Peace has broken out in the cable industry. After months of conflict and negotiation cable operators serving 93 per cent of the UK’s cable homes have finally agreed a 12m marketing budget to launch a generic campaign.
Their aim is to market the benefits of cable – both TV, telephony and future interactive services – to a confused and ignorant UK consumer market. Yet some industry observers believe it may be too little, too late.
It is also dependent on being able to maintain the co-operation between individual operators working to different agendas.
Channel 5, the development of digital television and the possibility that a future Labour Government will remove restrictions on BT entering the market have proved powerful persuaders in the development of the generic campaign.
“There is undoubtedly confusion about cable TV, but with cable companies’ telephone service it’s more a matter of boosting awareness,” explains Mike Hayes, marketing director of the Cable Communications Association, which is championing the initiative. “The message will be: cable comprises many different benefits and strengths. It’s about added value.”

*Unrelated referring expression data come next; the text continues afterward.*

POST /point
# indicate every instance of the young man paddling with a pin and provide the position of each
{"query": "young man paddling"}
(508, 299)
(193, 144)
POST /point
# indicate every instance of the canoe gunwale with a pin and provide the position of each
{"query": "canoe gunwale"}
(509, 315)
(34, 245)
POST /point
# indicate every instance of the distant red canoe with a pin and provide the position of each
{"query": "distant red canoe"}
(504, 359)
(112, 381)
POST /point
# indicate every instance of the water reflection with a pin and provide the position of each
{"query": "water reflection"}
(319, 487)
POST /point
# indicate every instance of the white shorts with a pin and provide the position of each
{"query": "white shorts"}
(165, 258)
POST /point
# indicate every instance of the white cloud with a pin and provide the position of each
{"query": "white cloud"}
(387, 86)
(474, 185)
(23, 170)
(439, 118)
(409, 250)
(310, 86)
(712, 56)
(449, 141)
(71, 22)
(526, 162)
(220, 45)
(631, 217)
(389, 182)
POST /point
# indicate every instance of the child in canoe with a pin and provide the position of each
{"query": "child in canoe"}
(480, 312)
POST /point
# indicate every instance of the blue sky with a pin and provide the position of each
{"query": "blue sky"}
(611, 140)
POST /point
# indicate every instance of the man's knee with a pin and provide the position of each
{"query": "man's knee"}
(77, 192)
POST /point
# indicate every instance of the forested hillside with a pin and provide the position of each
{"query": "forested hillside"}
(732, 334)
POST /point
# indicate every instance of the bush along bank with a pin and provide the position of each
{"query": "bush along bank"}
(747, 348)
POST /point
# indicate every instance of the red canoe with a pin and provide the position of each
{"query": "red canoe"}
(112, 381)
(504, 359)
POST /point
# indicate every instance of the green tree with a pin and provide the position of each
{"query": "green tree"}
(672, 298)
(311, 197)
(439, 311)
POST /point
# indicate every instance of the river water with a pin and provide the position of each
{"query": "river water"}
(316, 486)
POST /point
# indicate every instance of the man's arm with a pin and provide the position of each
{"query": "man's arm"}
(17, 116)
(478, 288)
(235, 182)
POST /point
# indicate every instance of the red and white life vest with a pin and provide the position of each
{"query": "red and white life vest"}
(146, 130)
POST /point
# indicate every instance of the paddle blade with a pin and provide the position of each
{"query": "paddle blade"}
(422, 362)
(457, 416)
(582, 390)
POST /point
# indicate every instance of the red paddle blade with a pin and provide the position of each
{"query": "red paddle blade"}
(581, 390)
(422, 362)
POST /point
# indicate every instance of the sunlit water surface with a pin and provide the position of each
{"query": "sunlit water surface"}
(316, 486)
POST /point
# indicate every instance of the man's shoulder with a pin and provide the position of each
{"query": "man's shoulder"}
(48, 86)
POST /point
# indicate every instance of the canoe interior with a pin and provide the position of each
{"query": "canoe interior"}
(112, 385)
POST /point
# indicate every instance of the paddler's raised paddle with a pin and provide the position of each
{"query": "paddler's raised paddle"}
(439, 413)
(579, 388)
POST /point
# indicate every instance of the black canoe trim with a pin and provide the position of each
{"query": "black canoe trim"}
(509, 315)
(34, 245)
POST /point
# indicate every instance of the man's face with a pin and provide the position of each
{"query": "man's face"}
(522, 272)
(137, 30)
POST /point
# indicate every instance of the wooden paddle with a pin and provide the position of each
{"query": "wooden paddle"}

J Walter Thompson, which was appointed two months ago by the CCA to develop a marketing strategy, is preparing a campaign which will launch in the first half of next year.
The first stage is a national ad campaign and the creation of a generic identity by design consultancy Sampson Tyrrell. “The aim is to boost awareness of [cable’s] products to deliver an image to match the stature of the services on offer,” Hayes adds.
It is undoubtedly a major achievement that the cable industry has managed to work together and fund an all-industry initiative. Care will be taken to ensure national activity does not conflict with individual cable operators’ local campaigns.
After a number of joint initiatives to encourage the launch of cable-exclusive channels (such as Channel One and Live TV) the industry was divided over the decision by two of its own – Nynex and Telewest – to agree preferential rates with BSkyB to carry Sky channels on their systems in exchange for a promise not to compete directly by launching cable-only sports or rival fare. This deal was subsequently ruled “anti-competitive” by the Office of Fair Trading. Revised contracts are yet to be agreed.
Agreement on how to finance the campaign was only reached last week. The initiative has been widely welcomed by key players within the industry, who have high expectations for its success.
But the agreement on the approach is not unanimous. “It’s locking the stable door after the horse has bolted,” says one source. “Cable faces a wider problem than consumer ignorance: the imminent arrival of digital broadcasting. While the impact of digital remains unclear, one thing’s sure: it will make digging holes in roads look little short of primitive.”